Taking pride in our successes and how we achieved them is not a bad thing. I don’t feel like the district is gloating. As a faculty, we are striving to constantly get better. The results, such as test scores and school report cards, are evidence of these efforts. Yet with these results comes expectations. I get the feeling that as we continue to tout our excellent outcomes, disappointment might follow if we were not able to continue to achieve these results.

“Why wouldn’t we continue to be successful?” you might ask. A reasonable question. A concern is that our school report cards are primarily based on our test results. These are one-shot opportunities for students to show what they know.

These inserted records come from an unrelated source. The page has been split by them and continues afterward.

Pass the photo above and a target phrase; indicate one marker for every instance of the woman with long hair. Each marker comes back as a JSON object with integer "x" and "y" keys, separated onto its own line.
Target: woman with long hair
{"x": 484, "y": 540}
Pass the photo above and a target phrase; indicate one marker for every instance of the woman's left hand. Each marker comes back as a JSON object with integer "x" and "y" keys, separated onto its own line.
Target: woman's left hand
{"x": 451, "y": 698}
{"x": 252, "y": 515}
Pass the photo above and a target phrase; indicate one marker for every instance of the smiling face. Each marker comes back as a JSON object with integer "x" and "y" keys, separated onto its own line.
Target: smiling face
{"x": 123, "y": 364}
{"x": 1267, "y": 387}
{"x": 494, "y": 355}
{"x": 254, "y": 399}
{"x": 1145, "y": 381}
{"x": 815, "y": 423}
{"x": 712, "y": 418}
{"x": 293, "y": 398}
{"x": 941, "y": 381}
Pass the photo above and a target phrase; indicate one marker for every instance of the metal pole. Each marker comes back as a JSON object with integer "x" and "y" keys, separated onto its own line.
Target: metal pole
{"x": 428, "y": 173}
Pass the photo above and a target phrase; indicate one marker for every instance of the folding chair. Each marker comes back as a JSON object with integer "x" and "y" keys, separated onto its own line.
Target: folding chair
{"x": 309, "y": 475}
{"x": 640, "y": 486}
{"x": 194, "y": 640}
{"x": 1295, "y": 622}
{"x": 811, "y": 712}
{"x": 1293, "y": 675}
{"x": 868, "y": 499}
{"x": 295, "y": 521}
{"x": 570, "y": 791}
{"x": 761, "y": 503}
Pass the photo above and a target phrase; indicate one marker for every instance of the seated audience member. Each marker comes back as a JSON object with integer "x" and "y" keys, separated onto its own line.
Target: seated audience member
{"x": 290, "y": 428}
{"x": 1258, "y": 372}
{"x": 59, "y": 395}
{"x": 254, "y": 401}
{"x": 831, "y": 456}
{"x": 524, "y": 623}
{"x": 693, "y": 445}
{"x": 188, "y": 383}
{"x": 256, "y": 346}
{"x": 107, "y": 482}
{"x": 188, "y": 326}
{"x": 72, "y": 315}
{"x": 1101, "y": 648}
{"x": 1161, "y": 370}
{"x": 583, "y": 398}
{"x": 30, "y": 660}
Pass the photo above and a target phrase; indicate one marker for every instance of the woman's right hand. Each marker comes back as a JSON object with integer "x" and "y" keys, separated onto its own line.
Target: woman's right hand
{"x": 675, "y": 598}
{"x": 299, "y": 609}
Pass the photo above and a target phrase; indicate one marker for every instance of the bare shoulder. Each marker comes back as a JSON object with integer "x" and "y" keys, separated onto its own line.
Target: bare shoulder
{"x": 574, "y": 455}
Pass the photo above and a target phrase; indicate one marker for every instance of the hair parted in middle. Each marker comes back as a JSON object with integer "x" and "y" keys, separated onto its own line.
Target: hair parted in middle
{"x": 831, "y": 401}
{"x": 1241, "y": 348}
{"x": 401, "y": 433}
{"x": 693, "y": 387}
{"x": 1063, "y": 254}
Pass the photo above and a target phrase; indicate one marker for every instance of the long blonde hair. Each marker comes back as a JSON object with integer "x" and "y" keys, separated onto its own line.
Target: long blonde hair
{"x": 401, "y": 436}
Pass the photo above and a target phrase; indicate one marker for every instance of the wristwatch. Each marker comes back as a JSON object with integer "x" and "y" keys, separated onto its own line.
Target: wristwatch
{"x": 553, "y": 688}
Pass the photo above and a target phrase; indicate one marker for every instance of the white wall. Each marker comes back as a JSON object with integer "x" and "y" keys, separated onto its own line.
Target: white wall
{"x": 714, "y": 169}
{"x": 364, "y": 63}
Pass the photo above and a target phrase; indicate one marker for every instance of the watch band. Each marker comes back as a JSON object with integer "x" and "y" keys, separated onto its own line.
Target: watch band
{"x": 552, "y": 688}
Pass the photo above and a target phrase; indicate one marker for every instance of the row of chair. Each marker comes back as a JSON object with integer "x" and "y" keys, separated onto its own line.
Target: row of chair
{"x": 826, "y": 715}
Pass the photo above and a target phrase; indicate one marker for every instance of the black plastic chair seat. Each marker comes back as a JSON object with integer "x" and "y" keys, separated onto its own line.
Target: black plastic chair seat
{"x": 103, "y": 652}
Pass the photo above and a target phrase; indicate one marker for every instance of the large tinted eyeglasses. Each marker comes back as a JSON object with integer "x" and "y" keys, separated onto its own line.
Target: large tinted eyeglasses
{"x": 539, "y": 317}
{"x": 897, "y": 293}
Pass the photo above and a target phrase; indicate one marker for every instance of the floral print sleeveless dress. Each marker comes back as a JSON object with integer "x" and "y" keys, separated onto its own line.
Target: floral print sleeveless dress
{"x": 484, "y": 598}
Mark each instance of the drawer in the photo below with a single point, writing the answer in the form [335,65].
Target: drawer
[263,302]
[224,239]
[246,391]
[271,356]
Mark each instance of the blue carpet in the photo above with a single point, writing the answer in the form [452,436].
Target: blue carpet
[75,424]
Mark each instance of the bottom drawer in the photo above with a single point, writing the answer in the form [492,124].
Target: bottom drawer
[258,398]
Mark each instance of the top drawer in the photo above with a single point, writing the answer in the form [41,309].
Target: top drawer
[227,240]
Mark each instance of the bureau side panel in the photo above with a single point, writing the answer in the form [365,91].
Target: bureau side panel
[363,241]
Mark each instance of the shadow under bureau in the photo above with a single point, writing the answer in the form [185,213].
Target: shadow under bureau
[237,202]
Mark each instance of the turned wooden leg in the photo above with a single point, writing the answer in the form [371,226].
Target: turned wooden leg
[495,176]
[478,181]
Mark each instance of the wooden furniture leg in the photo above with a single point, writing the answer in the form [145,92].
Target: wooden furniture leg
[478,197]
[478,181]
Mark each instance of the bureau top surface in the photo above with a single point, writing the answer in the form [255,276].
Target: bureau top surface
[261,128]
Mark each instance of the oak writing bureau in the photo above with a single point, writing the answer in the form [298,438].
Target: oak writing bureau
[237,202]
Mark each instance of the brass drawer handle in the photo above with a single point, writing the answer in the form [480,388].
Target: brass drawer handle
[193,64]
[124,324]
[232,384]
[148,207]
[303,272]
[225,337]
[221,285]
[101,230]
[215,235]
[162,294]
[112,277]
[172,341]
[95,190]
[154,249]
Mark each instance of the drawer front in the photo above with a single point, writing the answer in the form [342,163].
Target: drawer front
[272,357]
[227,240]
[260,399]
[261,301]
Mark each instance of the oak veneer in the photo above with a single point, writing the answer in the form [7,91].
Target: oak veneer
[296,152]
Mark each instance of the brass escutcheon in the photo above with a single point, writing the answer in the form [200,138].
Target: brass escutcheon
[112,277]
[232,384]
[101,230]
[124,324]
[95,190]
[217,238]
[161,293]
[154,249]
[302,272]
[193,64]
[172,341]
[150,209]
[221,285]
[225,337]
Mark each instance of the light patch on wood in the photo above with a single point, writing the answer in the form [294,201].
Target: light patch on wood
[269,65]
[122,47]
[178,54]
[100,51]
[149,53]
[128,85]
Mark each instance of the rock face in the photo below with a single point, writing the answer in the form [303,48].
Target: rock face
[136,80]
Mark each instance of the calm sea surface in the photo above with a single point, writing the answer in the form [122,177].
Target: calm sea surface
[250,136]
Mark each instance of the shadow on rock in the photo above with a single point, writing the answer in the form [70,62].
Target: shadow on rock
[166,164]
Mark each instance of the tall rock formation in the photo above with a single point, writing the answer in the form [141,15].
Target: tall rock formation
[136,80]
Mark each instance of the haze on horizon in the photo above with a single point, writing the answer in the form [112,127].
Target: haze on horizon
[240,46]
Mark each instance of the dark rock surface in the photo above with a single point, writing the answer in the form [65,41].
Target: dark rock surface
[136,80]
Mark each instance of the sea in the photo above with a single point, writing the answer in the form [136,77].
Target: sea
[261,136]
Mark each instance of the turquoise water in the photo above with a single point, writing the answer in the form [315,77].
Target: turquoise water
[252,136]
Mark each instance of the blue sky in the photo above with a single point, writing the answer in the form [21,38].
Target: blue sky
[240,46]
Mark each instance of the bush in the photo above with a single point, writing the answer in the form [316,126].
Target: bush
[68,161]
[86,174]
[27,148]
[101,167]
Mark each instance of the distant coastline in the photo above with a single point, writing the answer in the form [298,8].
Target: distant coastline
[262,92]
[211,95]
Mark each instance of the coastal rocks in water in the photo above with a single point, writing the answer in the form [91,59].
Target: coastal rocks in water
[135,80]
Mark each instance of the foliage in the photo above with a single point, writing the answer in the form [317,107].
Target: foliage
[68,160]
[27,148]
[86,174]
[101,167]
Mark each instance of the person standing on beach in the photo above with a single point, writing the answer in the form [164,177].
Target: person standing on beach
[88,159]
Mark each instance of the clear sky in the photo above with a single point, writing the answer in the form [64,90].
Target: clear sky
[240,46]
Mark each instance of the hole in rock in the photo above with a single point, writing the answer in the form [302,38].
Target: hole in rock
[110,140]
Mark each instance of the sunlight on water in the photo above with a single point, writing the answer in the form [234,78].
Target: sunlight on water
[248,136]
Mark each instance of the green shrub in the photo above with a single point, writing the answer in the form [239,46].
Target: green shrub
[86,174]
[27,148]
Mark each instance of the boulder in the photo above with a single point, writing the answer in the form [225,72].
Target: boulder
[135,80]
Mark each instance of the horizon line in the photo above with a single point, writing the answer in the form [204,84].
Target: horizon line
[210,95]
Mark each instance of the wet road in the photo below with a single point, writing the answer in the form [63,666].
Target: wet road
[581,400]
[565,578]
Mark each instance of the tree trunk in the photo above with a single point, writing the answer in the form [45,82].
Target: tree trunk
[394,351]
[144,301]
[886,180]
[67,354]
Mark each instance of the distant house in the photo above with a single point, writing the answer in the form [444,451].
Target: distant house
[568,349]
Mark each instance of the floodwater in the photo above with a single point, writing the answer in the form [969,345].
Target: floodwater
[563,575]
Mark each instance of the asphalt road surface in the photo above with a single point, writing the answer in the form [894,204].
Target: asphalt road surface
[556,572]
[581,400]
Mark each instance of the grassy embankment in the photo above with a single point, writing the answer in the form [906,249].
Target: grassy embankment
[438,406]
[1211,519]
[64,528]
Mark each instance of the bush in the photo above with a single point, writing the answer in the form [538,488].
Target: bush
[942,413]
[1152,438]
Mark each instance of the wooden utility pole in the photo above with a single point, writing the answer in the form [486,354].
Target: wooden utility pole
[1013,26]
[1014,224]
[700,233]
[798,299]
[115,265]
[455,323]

If these assessments are how we are judged, schools can start to focus on doing well on a test versus providing an excellent education for all students.

One thing we are doing to address this challenge is by focusing on high-quality, consistent professional learning experiences for faculty. One Wednesday afternoon a month, we come together to learn about a new reading and writing strategy to try and apply in the classroom. Also, we are exploring better ways to assess our students beyond a test or score, such as through performance tasks that honor all ways students are smart.

I would be just fine as the #2 district in the state every year. We have every reason to be proud of these results. Yet I take more pride in our willingness to constantly improve as professionals on behalf of our students and families. We present ourselves as examples of what it means to be a lifelong learner. The results are harder to measure, but they are essential to student success.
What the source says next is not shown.